Le produjo una extraña sensación quedarse sola en el almacén que habían alquilado. Fuera, las sombras aumentaron y el aire se hizo más frío. El local estaba en penumbra, y las largas mesas, como siempre, estaban llenas de montones de sobres que esperaban ser embuchados con folletos. Barbara cogió uno y leyó:
Una mujer para la eternidad, ésta es Barbara Lavette. No nos llega solamente como candidata a un escaño en la Cámara de Representantes, sino como una persona con toda una vida dedicada a los derechos civiles y…
«Y nada —finalizó Barbara—. ¿Quién lo habrá escrito? Yo nunca dije nada parecido. ¿Por qué me habré metido en esto?».
Se sentó junto al viejo escritorio que Freddie había alquilado por cinco dólares al mes y contempló las ventanas que se abrían al gran centro comercial. Era la mejor hora del día, el aire fresco, incrementado por el olor de los abetos. En realidad, no tenía trabajo aquella noche, pero sí el deseo de quedarse a solas durante un rato, viendo reforzada su soledad por la gran plaza vacía. Las compras habían terminado y era demasiado temprano para que los clientes acudieran a los dos restaurantes o al cine. No se veía un alma y Barbara experimentó la sensación de encontrarse sola en el mundo. Cerró los ojos, y cuando los abrió unos momentos después, ya no estaba sola. Un hombre de pie, en la puerta, con las manos en los bolsillos, observaba el local y a Barbara. Era alto, esbelto, con el cabello gris, vistiendo camisa y pantalones grises de franela. Debía de tener unos sesenta años, pensó Barbara, y su rostro le resultó vagamente familiar.
Él intentó abrir la puerta, que Barbara había cerrado con llave, y, en aquel momento, se dio cuenta de que se trataba de Alexander Holt, a quien ella había visto antes en fotografías y filmaciones, pero nunca en persona. Le hizo señas para indicarle que deseaba entrar. Su sonrisa era agradable y Barbara ansiaba conocerle. Se dirigió hacia la puerta y la abrió.
—Pase, Mr. Holt.
—Estupendo. Entonces, no hace falta que me presente. Y usted es Barbara Lavette.

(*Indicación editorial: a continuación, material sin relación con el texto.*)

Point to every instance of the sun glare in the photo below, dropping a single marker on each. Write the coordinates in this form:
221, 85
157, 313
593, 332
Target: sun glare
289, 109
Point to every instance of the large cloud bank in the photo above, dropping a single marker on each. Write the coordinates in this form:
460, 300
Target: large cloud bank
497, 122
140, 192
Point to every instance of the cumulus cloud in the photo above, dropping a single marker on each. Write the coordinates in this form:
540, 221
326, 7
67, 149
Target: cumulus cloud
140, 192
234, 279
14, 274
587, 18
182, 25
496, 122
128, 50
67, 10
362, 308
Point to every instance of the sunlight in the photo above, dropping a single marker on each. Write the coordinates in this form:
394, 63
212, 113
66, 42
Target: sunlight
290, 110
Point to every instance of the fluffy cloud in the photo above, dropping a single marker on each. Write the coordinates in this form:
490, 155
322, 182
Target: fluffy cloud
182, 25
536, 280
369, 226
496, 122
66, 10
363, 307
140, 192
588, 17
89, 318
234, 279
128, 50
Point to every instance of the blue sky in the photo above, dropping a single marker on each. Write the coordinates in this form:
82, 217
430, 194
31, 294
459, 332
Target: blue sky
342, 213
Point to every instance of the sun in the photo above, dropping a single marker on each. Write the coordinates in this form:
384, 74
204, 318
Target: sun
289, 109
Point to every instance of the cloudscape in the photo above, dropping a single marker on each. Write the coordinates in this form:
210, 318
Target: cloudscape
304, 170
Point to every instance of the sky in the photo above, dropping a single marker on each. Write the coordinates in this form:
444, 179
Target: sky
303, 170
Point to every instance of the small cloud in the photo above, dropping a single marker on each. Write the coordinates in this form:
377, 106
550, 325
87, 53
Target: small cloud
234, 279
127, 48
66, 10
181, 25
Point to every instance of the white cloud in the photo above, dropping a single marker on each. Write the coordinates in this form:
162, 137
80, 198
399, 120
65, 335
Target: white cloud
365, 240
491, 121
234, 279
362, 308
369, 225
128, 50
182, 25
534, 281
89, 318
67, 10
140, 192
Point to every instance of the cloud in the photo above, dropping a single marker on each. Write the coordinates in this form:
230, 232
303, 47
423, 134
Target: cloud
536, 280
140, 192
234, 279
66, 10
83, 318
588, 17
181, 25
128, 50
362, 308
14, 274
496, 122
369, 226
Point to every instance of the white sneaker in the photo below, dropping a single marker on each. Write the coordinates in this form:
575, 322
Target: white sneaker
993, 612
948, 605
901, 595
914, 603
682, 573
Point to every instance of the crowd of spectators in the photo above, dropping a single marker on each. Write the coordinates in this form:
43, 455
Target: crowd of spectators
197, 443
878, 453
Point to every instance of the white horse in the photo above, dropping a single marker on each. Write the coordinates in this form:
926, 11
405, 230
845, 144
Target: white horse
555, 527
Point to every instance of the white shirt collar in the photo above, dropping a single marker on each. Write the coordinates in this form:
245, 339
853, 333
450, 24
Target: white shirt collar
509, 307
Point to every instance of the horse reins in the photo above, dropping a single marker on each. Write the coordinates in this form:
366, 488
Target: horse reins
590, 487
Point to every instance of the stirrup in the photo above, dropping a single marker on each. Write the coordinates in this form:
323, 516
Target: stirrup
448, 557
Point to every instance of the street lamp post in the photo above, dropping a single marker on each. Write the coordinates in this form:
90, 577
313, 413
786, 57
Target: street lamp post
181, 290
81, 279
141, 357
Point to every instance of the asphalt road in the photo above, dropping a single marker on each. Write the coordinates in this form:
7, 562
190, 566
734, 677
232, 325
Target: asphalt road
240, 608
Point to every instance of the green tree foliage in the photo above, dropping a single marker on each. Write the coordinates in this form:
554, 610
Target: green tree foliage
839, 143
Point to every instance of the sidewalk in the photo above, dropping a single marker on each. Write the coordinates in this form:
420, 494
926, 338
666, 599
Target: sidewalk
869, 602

—Eso dice el rótulo de la puerta.
—Excepto que es más joven y mucho más bonita. No, hermosa. A usted no se la puede calificar de bonita.
—¡Cielos! ¿Siempre empieza así?
—¿La he ofendido?
Barbara no pudo evitar sonreír.
—La adulación raramente ofende a alguien. Bien, coja una silla y siéntese. ¿Qué le trae al campo enemigo, Mr. Holt?
—El enemigo.
—¿Ah, sí? Entonces viene en misión de reconocimiento…, ¿o como espía?
—Ambos hemos roto el fuego, así que digamos que en misión de reconocimiento. No, la verdad es que ardía de curiosidad. Toda mi vida he oído hablar de Barbara Lavette. No se puede vivir en San Francisco e ignorar a los Lavette, y aquí está la dama que regaló una fortuna, que se metió hasta el cuello en la huelga de estibadores de los años treinta, cubrió la Segunda Guerra Mundial para el Chronicle, retorció la nariz al Comité de Actividades Antiamericanas y fue a la cárcel con un estandarte tan blanco como el de Juana de Arco…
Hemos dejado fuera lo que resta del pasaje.